Auditing deletes with Ecto
17 Mar 2025
If you work in web applications you’ll most likely have implemented soft deletes. Soft deletes mean that the data is not actually deleted from the database, it is just hidden.
The benefit of this approach is obvious: since information is not lost, you can always get it back if you need it later. Unfortunately this comes with a bunch of downsides that are not evident at the beginning, but become so over time.
I could get in detail about those, but Brandur summarizes it better than I could in Soft deletion probably isn’t worth it:
[…] soft deletion logic bleeds out into all parts of your code.
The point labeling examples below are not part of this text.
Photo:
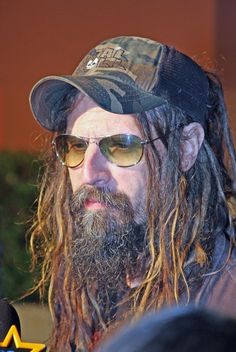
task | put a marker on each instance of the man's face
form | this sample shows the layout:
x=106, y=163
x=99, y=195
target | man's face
x=89, y=120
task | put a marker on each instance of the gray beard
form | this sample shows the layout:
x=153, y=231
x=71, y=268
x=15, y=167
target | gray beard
x=106, y=243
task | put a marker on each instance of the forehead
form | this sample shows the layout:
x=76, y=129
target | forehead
x=88, y=119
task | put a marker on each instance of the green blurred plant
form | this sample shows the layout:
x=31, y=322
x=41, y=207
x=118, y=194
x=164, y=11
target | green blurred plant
x=18, y=190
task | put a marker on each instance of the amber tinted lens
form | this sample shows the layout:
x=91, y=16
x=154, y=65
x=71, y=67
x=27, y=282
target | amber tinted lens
x=121, y=149
x=70, y=149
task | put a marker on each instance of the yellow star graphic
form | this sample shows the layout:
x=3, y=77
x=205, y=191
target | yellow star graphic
x=13, y=334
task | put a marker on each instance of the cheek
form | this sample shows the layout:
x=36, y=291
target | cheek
x=133, y=182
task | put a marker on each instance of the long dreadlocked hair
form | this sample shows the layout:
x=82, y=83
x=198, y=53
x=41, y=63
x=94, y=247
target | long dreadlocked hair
x=185, y=211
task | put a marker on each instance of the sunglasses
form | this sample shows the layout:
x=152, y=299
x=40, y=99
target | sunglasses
x=124, y=150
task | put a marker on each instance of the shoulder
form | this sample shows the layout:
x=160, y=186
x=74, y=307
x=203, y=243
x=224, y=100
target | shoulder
x=218, y=290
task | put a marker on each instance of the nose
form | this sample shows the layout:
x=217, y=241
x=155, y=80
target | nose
x=95, y=167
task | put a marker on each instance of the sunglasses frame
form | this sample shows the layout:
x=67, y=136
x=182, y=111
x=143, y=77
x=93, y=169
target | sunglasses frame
x=97, y=140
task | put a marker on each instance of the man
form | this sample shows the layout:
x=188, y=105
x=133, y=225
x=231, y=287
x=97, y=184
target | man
x=135, y=208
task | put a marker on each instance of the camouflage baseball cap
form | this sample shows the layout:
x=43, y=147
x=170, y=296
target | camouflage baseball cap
x=126, y=75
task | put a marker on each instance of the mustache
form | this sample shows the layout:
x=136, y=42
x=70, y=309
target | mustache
x=116, y=200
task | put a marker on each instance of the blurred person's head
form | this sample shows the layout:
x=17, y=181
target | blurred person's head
x=176, y=330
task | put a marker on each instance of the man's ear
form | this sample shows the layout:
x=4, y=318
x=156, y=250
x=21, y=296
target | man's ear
x=190, y=143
[…] foreign keys are effectively lost. […] A customer may be soft deleted with its
deleted_at
flag set, but we’re now back to being able to forget to do the same for its invoices. […] so you can be left with your customer being “deleted”, but its invoices still live.Pruning data is hard. […] a record can’t be removed without also making sure that all its dependencies are removed as well.
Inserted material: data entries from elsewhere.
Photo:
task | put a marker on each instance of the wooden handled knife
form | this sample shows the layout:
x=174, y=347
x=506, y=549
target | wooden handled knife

This matches my own experience very closely. Soft deletes expand across your codebase very quickly and is very easy to forget filtering those soft-deleted records (although some ORMs help with this). I also want to add a couple points to Brandur’s list:
- Performance. When the application grows you will have more and mored soft deleted content. This content still lives in the same tables as the non deleted content. It makes dumps bigger and slower. Indexes are heavier and affect query performance.
- Usefulness. In my experience having to recover deleted data is very rare and, if it has been soft-deleted for some time, it may not be even possible (newer things may already exist with the same name, or the may reference things that have been deleted for real).
Having a nice UX that allows users to undo deletions is a much better solution.
Thankfully Brandur himself proposes an alternative to soft deletion which he calls deleted_record_insert:
[…] a separate schemaless table that gets a full dump of deleted data, but which doesn’t interfere with mainline code (no need to include a deleted_at IS NULL predicate in every live query, no foreign key problems), and without the expectation that it’ll be used to undelete data
A few days ago Dan Schultzer wrote a great article that shows how to do this with Ecto.
His approach sets up the database triggers that Brandur proposed to record deletions into their own audit table. He then proceeds to write an Elixir function that sets the required context for the deletion. This allows us to record extra metadata such as who is deleting the data and why.
I really think that this is the most balanced solution for deleting data. You can still keep track of it (and maybe even recover it) but it is separate from your actual data, so you don’t need to remember setting the deleted_at is null
condition on every query.
Also, since the deleted data is backed up in a separate table, you can easily write recurrent tasks that clean it up after some time.